De Nova York, a produtora cultural Paula Lavigne, responsável por shows de Caetano Veloso, pondera que o movimento de Marta talvez seja mesmo fruto de uma necessidade política.
— Se foi preciso que a ministra abrisse essa concessão, o.k. É válido. Mas é uma pena. Eu tinha romantizado um pouco mais (o vale-cultura).
Em miúdos, editores e produtores temem que boa parte dos R$ 11,3 bilhões que o vale-cultura poderia injetar em seus projetos nos próximos anos vá parar nas operadoras de TV por assinatura e esvazie o prometido aumento de poder de fogo do restante da indústria cultural.

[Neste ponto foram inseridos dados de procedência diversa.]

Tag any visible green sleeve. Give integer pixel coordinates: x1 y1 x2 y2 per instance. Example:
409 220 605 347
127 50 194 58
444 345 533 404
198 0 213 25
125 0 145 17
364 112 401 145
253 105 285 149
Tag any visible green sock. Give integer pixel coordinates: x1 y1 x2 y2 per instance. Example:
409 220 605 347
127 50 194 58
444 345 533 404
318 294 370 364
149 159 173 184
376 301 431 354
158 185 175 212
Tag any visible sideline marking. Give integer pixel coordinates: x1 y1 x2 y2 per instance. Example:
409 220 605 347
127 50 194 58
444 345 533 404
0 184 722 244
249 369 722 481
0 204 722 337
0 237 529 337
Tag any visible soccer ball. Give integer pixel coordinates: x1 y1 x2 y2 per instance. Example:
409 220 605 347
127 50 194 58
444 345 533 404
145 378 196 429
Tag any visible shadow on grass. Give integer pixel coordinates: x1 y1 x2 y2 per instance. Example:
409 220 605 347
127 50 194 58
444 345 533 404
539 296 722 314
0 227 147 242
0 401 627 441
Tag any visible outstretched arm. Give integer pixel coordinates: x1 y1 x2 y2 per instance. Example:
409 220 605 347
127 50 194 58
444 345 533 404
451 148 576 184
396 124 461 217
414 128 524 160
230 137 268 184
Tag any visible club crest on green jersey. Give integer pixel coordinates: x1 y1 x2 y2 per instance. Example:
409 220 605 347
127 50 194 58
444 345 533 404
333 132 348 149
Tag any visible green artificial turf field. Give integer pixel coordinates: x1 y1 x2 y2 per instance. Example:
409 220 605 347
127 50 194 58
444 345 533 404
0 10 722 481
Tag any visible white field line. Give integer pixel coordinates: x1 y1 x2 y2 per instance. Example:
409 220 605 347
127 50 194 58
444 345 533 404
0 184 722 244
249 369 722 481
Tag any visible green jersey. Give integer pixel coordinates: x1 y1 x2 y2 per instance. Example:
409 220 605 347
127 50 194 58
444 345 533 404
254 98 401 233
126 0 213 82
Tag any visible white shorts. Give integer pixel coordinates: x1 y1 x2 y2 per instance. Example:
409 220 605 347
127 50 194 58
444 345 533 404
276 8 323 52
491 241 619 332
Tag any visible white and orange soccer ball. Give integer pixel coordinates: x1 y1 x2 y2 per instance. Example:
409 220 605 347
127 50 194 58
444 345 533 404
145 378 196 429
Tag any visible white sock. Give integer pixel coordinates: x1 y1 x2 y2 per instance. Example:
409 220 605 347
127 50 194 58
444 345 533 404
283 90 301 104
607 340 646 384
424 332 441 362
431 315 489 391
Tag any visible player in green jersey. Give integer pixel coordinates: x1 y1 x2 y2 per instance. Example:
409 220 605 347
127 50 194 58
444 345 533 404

A Federação Nacional das Empresas Exibidoras Cinematográficas (Feneec), por sua vez, destaca em nota que “acredita que a escolha individual faz parte do processo de formação cultural e que a iniciativa (do vale-cultura) tende a estimular o consumo das artes e cultura de maneira geral”.
A Associação Brasileira de Televisão por Assinatura (ABTA) informou que não sabia dessa posição de Marta. Mas comemorou:
— Trata-se de uma boa notícia. Só 27% das residências do Brasil têm TV paga, um dos índices mais baixos da América Latina — diz Oscar Simões, presidente da ABTA. — Esse uso (do vale) vai atender a uma parcela significativa da população que tem a TV como única fonte de informação e entretenimento.
Para Simões, a TV por assinatura tem uma oferta ampla e serve como uma verdadeira “biblioteca digital”.
— Acho o cinema fascinante, insubstituível, mas e as pessoas que não têm cinema em suas cidades? Isso é para elas — diz.
***
Detalhes:
- Quem tem direito:
Trabalhadores que ganham até cinco salários mínimos, ou seja, R$ 3.110. Não terão direito ao benefício servidores públicos, estagiários e aposentados.
- Onde usar:
Segundo a ministra, em “estabelecimentos majoritariamente culturais”, como cinemas, teatros, casas de shows, livrarias, museus e na compra de CDs. Agora também poderá ser usado para adquirir pacotes de TV por assinatura.
- Quanto vale:
O benefício, que é pessoal e intransferível, será entregue ao trabalhador num cartão pré-pago semelhante ao vale-transporte e terá valor de face de R$ 50. A empresa poderá descontar até R$ 5 de seus funcionários para conceder-lhes o vale-cultura.
- Como ganham as empresas:
As companhias que aderirem ao vale-cultura poderão abater até 1% de seu imposto de renda.
- Estimativas do governo:
O Ministério da Cultura acredita que o benefício atenderá a cerca de 18,8 milhões de trabalhadores e que injetará R$ 11,3 bilhões na indústria cultural.
- O que falta ainda:
O vale-cultura tramitou no Congresso por três anos e foi sancionado em dezembro. Hoje, a presidente Dilma Rousseff deve assinar um decreto de regulamentação que dará poder aos ministérios para transformar o cartão em realidade. O MinC, que baixará portarias sobre o assunto, acredita que o vale estará funcionando no mês de junho.